Add it up and a "$20 an hour" cleaner often costs the equivalent of $30 to $35 an hour once taxes, insurance, supplies, and your own management time are counted. And that is before anything goes wrong.

The wage you pay a cleaner is rarely more than 60 to 65 percent of what employing them actually costs. The rest hides in taxes, insurance, supplies, and your time.

What Professional Cleaning Costs and Includes

A professional service quote looks higher because it is a single number that already contains everything above. When you pay a company, that price includes their staff wages and payroll taxes, their workers' compensation and general liability insurance, their supplies and equipment, their training and supervision, and a built-in backup plan when someone is out. You are not just buying labor. You are buying the removal of an entire operational burden from your plate.
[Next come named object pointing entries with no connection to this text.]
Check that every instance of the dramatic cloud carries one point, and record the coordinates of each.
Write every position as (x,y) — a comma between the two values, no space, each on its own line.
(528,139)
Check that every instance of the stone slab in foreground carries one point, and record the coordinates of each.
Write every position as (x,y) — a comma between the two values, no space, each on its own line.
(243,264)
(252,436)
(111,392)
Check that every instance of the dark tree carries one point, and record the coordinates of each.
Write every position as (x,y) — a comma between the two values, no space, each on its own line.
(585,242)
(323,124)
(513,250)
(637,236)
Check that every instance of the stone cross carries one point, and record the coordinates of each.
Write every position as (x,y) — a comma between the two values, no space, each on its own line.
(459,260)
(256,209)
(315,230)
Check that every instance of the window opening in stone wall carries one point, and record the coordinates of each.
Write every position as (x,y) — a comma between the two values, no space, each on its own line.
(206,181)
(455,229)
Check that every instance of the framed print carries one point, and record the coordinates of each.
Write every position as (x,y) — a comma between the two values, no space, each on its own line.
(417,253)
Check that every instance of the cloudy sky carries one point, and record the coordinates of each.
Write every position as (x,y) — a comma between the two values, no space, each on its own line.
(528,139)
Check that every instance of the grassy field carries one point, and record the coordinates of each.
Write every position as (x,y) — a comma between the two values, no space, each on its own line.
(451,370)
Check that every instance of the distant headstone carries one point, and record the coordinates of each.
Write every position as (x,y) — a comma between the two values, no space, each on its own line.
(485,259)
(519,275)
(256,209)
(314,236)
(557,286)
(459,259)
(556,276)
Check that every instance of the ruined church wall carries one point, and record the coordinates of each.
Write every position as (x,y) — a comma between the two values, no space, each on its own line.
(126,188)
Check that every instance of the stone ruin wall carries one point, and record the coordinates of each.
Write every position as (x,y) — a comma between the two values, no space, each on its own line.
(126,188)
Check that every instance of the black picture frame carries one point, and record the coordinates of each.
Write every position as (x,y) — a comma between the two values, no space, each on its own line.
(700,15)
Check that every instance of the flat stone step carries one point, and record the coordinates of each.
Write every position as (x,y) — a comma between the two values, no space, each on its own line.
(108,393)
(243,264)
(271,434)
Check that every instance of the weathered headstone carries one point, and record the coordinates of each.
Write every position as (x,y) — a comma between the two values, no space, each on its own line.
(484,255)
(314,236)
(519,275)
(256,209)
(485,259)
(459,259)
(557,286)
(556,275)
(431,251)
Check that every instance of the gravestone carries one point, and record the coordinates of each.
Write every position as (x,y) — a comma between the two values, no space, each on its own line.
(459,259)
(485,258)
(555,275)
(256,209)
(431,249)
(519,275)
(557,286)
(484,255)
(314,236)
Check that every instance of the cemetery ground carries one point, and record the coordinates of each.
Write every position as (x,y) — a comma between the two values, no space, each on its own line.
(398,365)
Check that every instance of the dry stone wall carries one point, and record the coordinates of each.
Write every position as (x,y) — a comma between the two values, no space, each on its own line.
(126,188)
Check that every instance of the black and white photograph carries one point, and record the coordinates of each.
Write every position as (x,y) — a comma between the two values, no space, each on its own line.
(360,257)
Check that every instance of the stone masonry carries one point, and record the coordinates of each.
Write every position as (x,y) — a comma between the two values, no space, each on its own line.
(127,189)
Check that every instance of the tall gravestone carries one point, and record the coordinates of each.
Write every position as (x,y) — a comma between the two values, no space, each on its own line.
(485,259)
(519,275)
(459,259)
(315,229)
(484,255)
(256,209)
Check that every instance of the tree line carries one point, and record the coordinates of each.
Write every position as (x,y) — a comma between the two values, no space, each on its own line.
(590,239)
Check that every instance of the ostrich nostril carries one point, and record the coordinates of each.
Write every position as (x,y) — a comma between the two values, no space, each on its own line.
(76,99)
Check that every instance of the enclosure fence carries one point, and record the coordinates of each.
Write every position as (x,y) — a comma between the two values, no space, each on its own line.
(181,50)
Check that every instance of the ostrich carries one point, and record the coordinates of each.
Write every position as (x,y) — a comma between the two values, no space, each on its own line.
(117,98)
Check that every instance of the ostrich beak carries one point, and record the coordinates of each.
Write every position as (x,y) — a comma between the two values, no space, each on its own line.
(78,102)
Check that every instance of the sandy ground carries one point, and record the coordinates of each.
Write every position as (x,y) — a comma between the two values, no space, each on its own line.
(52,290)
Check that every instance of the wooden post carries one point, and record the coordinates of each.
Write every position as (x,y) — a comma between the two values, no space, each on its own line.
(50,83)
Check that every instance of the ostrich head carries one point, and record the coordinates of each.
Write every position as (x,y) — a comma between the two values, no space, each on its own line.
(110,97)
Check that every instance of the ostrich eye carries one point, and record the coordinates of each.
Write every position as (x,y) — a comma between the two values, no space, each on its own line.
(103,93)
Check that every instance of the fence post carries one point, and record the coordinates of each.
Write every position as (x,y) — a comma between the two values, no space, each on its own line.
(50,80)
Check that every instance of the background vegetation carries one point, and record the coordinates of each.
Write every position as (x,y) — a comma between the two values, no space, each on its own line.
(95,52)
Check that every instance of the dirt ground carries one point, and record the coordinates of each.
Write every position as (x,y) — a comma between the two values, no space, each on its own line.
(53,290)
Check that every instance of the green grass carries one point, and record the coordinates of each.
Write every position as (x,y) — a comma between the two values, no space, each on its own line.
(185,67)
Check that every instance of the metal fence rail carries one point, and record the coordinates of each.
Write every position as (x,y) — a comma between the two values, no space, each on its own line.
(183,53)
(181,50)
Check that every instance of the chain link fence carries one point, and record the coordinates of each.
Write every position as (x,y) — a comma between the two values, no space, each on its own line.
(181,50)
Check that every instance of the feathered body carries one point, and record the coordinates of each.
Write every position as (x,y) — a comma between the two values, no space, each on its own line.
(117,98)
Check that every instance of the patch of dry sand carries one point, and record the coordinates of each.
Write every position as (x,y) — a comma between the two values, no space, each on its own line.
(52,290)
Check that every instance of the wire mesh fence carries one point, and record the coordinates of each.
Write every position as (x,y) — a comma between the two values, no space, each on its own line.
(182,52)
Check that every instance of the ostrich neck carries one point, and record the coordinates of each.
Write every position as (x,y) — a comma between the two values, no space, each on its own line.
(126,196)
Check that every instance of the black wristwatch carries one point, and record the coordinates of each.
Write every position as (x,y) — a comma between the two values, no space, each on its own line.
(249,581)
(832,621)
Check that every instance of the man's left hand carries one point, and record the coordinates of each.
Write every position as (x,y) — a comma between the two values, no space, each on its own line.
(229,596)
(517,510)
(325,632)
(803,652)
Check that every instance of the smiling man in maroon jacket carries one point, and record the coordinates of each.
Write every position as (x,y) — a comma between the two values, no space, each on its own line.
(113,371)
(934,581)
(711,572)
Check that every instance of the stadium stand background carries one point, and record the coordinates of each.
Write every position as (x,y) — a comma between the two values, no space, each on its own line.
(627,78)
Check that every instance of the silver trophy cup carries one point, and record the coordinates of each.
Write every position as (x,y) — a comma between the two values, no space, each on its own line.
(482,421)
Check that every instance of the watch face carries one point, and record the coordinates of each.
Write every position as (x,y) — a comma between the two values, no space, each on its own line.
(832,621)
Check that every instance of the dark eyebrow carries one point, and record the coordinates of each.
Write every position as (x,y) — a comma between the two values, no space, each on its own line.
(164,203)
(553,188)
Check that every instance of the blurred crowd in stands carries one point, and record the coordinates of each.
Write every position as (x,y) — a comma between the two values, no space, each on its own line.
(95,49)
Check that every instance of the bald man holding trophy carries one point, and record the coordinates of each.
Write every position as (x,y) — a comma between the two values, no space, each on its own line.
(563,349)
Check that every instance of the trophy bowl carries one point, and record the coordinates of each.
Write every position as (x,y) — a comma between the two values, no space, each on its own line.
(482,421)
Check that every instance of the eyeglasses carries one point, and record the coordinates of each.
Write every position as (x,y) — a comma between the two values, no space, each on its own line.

It also includes accountability. If a professional crew misses something, you have one phone number to call and a company whose contract depends on fixing it. If your in-house cleaner misses something, the problem is yours to manage, document, and correct, often through an awkward conversation with someone you employ directly.

The Side-by-Side Reality

For a typical 4,000 square foot office cleaned three times a week, here is the honest comparison:

In-house: roughly 12 to 15 hours of labor a week. Wage cost alone might be $250 to $300, but loaded with payroll taxes, workers' comp, supplies, and equipment amortization, the true weekly cost lands closer to $400 to $500, plus several hours of your own management time, plus zero coverage when your cleaner is unavailable.

Professional: a flat monthly fee in a predictable range, with no payroll to run, no insurance to carry, no supplies to buy, no hiring to do, and a guaranteed crew every visit. The number is bigger but it is also complete and it is someone else's problem to deliver.

When In-House Actually Makes Sense

We are not going to pretend professional cleaning is always the right answer. In-house can be the better choice when:

  • You need someone on-site continuously during business hours for spills, restrooms, and touch-ups, and you have enough volume to keep a person genuinely busy.
  • Your space is small and simple enough that a single trusted person can handle it with minimal oversight.
  • You already have administrative capacity to run payroll, insurance, and supervision without straining your team.

When Professional Cleaning Wins

Professional service is usually the better choice when reliability and compliance matter more than the lowest possible hourly rate, when your facility is regulated (medical, dental, childcare, food service), when you cannot afford coverage gaps, or when your own time is better spent running the business than managing a cleaner. For most Orange County offices, clinics, and multi-tenant buildings, this is where the math and the headache both point.

Before you decide, total every in-house cost honestly: wage, payroll taxes, workers' comp, supplies, equipment, your management hours, and the cost of a missed week. Then compare. The right answer becomes obvious.